Ninja Thyberg’s feature directorial debut, PLEASURE, is a 2022 drama based on her short film of the same name and stars Sofia Kappel as Bella Cherry, a young woman who arrives in Los Angeles with hopes of becoming an adult film star, but learns the consequences and costs of her ambitions in this industry. Pleasure premiered at the 2020 Cannes Film Festival, before screening at the 2021 Sundance Film Festival. Thyberg worked on the film with Swedish cinematographer Sophie Winqvist, who had previously worked with Thyberg on her short film Hot Chicks, as well as the short version of Pleasure. Winqvist had also shot the feature films Aatma and Aniara

Thyberg and Winqvist began their collaboration studying Thyberg’s extensive research and experiences observing the porn industry in Los Angeles, intent on creating a visual language that reversed the imagery typically presented in adult films, ones that would help frame the story from Bella’s perspective. Winqvist decided to shoot the film on the Alexa Mini using Cooke s4 lenses, wanting to capture the authentic texture and colors of skin, while also pushing the visual tone of the film towards something not quite real. Her collaboration with her gaffer and grip team helped create a look and feel that was authentic to adult film sets, using lots of kino flo lights and soft bright light sources, similar to the techniques used in porn. They also used these units to create a visual language mimicking the story’s cultural split between Madonna and an “unholy woman”. 

ALICE (2022)

ALICE is a 2022 American crime thriller written and directed by Krystin Ver Linden in her feature directorial debut. The film stars Keke Palmer as Alice, a slave in the antebellum South who escapes her secluded plantation, only to stumble onto a highway and discover that the year is actually 1973. Jonny Lee Miller, Common, Gaius Charles and Alicia Witt also star. Alice premiered at the 2022 Sundance Film Festival. Ver Linden worked on the VFX for the film with Milan, Italy-based VFX studio 22DOGS. 

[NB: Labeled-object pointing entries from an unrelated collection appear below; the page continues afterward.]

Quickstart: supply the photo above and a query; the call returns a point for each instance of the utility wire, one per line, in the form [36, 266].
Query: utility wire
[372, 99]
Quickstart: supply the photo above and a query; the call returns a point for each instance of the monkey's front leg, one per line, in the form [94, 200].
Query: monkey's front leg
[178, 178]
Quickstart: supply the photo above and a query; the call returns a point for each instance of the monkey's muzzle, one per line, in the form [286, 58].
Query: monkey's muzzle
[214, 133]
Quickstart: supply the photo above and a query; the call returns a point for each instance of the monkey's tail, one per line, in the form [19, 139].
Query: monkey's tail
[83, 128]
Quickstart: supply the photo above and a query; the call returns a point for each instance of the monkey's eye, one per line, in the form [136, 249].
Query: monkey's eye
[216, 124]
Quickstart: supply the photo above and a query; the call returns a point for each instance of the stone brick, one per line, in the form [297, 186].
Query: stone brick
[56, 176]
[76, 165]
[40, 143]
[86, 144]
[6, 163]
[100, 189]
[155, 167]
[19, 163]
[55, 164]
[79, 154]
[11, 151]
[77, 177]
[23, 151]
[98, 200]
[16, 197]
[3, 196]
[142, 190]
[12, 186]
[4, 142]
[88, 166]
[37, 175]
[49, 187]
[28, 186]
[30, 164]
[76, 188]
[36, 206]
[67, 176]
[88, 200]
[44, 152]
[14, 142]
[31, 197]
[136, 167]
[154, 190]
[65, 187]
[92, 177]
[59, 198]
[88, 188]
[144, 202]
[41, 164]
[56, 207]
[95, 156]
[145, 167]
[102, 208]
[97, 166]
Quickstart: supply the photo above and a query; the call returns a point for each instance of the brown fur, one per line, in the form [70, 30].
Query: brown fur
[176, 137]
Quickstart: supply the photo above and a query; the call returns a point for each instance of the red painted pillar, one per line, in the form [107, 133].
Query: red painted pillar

Alice was set to go into production in the summer of 2020, when the Covid pandemic forced the film to shift gears, shooting in the fall and moving its entire post-production process remotely. With producer Peter Lawson in Australia, Ver Linden and editor Byron Smith in the US, and 22DOGS in Italy, working remotely to design and execute over 200 visual effects shots was a significant logistical and technological challenge for the crew. Using technology tools such as Frame.io to live stream frames remotely to one another, the 22DOGS team would be able to draw with a stylus directly onto the frame to map out and illustrate where and how VFX elements would operate, streamlining the team’s workflow and pushing the film’s relatively limited budget to its maximum potential.